Having some issues with Python Exceptions in my script

Question

I am trying to scrape data from a few websites for a proof of concept project. Currently using Python3 with BS4 to collect the data required. I have a dictionary of URLS from three sites. Each of the sites requires a different method to collect the data as their HTML is different. I have been using a "Try, If, Else, stack but I keep running into issues, If you could have a look at my code and help me to fix it then that would be great!

As I add more sites to be scraped I will not be able to use "Try, If, Else" to cycle through various methods to find the correct way to scrape the data, how can I future-proof this code to allow me to add as many websites and scrape data from various elements contained within in the future?

# Scraping Script Here:

def job():

prices = {

    # LIVEPRICES

    "LIVEAUOZ":    {"url": "https://www.gold.co.uk/",
                           "trader": "Gold.co.uk",
                           "metal":  "Gold",
                           "type":   "LiveAUOz"},


    # GOLD

    "GLDAU_BRITANNIA":    {"url": "https://www.gold.co.uk/gold-coins/gold-britannia-coins/britannia-one-ounce-gold-coin-2020/",
                           "trader": "Gold.co.uk",
                           "metal":  "Gold",
                           "type":   "Britannia"},
    "GLDAU_PHILHARMONIC": {"url": "https://www.gold.co.uk/gold-coins/austrian-gold-philharmoinc-coins/austrian-gold-philharmonic-coin/",
                           "trader": "Gold.co.uk",
                           "metal":  "Gold",
                           "type":   "Philharmonic"},
    "GLDAU_MAPLE":        {"url":    "https://www.gold.co.uk/gold-coins/canadian-gold-maple-coins/canadian-gold-maple-coin/",
                           "trader": "Gold.co.uk",
                           "metal":  "Gold",
                           "type":   "Maple"},

    # SILVER

    "GLDAG_BRITANNIA":    {"url": "https://www.gold.co.uk/silver-coins/silver-britannia-coins/britannia-one-ounce-silver-coin-2020/",
                           "trader": "Gold.co.uk",
                           "metal":  "Silver",
                           "type":   "Britannia"},
    "GLDAG_PHILHARMONIC": {"url": "https://www.gold.co.uk/silver-coins/austrian-silver-philharmonic-coins/silver-philharmonic-2020/",
                           "trader": "Gold.co.uk",
                           "metal":  "Silver",
                           "type":   "Philharmonic"}

}

response = requests.get(
    'https://www.gold.co.uk/silver-price/')
soup = BeautifulSoup(response.text, 'html.parser')
AG_GRAM_SPOT = soup.find(
    'span', {'name': 'current_price_field'}).get_text()

# Convert to float
AG_GRAM_SPOT = float(re.sub(r"[^0-9\.]", "", AG_GRAM_SPOT))
# No need for another lookup
AG_OUNCE_SPOT = AG_GRAM_SPOT * 31.1035

for coin in prices:
    response = requests.get(prices[coin]["url"])
    soup = BeautifulSoup(response.text, 'html.parser')

    try:
        text_price = soup.find(
            'td', {'id': 'total-price-inc-vat-1'}).get_text()        <-- Method 1

    except:
        text_price = soup.find(
            'td', {'id': 'total-price-inc-vat-1'}).get_text()        <-- Method 2

    else:
        text_price = soup.find(
            'td', {'class': 'gold-price-per-ounce'}).get_text()      

    # Grab the number
    prices[coin]["price"] = float(re.sub(r"[^0-9\.]", "", text_price))

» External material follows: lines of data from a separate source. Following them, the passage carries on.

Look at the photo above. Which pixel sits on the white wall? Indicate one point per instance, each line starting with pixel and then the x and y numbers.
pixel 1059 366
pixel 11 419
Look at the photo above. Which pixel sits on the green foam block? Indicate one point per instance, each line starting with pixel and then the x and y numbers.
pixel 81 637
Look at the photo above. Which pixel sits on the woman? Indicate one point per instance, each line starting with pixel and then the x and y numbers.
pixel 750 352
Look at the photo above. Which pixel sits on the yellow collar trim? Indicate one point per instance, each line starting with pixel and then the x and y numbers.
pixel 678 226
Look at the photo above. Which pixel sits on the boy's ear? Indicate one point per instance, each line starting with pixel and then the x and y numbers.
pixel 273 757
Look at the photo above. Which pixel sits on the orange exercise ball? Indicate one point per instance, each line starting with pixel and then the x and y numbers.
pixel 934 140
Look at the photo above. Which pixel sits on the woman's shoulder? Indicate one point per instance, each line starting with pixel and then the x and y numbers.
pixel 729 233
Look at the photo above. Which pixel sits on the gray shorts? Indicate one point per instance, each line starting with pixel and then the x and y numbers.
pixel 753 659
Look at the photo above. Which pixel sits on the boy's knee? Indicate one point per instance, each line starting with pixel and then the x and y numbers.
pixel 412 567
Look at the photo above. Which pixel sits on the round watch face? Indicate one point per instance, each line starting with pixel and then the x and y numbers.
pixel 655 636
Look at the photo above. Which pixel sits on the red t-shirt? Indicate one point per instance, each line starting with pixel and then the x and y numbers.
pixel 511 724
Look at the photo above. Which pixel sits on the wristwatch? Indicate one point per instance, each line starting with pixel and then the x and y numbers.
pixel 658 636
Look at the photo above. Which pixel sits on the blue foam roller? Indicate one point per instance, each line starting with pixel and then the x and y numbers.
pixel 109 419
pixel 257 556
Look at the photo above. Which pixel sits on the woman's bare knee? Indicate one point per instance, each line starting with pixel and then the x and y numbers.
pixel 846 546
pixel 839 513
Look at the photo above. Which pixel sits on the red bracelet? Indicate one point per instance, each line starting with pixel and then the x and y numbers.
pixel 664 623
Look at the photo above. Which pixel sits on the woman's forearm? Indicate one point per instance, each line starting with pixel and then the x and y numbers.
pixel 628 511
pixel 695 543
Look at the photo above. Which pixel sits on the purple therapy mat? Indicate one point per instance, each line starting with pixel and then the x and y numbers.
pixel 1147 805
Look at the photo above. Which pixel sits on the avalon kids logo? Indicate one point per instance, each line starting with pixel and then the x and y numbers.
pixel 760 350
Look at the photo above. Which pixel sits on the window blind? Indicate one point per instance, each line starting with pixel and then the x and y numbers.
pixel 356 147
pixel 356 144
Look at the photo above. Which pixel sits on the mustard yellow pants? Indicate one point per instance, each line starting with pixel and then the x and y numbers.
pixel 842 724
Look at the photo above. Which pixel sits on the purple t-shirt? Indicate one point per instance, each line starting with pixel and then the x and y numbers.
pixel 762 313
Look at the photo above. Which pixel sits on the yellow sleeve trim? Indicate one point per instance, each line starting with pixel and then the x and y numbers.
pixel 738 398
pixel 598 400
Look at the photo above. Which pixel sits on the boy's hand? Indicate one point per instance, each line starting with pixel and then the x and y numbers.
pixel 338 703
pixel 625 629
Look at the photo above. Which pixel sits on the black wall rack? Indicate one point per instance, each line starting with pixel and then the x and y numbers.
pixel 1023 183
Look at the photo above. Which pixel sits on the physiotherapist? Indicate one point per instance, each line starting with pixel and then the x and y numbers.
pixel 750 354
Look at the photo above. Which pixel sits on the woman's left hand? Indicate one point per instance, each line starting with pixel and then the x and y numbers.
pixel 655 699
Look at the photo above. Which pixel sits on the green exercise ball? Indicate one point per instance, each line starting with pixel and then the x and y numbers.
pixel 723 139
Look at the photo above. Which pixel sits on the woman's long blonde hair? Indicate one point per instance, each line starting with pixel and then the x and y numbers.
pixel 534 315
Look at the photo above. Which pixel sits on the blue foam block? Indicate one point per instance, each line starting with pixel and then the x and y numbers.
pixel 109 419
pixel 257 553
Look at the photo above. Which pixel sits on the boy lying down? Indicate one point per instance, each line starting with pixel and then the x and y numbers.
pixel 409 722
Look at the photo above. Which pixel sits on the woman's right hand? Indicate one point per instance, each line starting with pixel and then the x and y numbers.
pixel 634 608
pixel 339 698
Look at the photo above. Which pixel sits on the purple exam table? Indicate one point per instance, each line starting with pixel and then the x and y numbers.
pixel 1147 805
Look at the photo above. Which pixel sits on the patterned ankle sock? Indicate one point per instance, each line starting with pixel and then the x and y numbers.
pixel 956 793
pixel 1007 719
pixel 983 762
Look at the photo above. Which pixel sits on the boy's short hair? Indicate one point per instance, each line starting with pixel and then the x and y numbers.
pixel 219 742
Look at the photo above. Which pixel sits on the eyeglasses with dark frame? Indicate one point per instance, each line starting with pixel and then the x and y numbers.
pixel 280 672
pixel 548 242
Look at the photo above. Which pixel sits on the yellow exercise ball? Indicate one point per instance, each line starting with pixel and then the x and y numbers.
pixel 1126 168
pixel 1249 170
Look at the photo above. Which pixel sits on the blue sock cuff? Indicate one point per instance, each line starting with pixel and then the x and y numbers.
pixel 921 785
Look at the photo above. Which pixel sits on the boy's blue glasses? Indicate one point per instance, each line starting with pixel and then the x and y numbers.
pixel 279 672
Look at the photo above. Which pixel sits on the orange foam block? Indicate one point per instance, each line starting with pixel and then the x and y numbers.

# ============================================================================

root = etree.Element("root")

for coin in prices:
    coinx = etree.Element("coin")
    etree.SubElement(coinx, "trader", {
                     'variable': coin}).text = prices[coin]["trader"]
    etree.SubElement(coinx, "metal").text = prices[coin]["metal"]
    etree.SubElement(coinx, "type").text = prices[coin]["type"]
    etree.SubElement(coinx, "price").text = (
        "£") + str(prices[coin]["price"])
    root.append(coinx)

fName = './templates/data.xml'
with open(fName, 'wb') as f:
    f.write(etree.tostring(root, xml_declaration=True,
                           encoding="utf-8", pretty_print=True))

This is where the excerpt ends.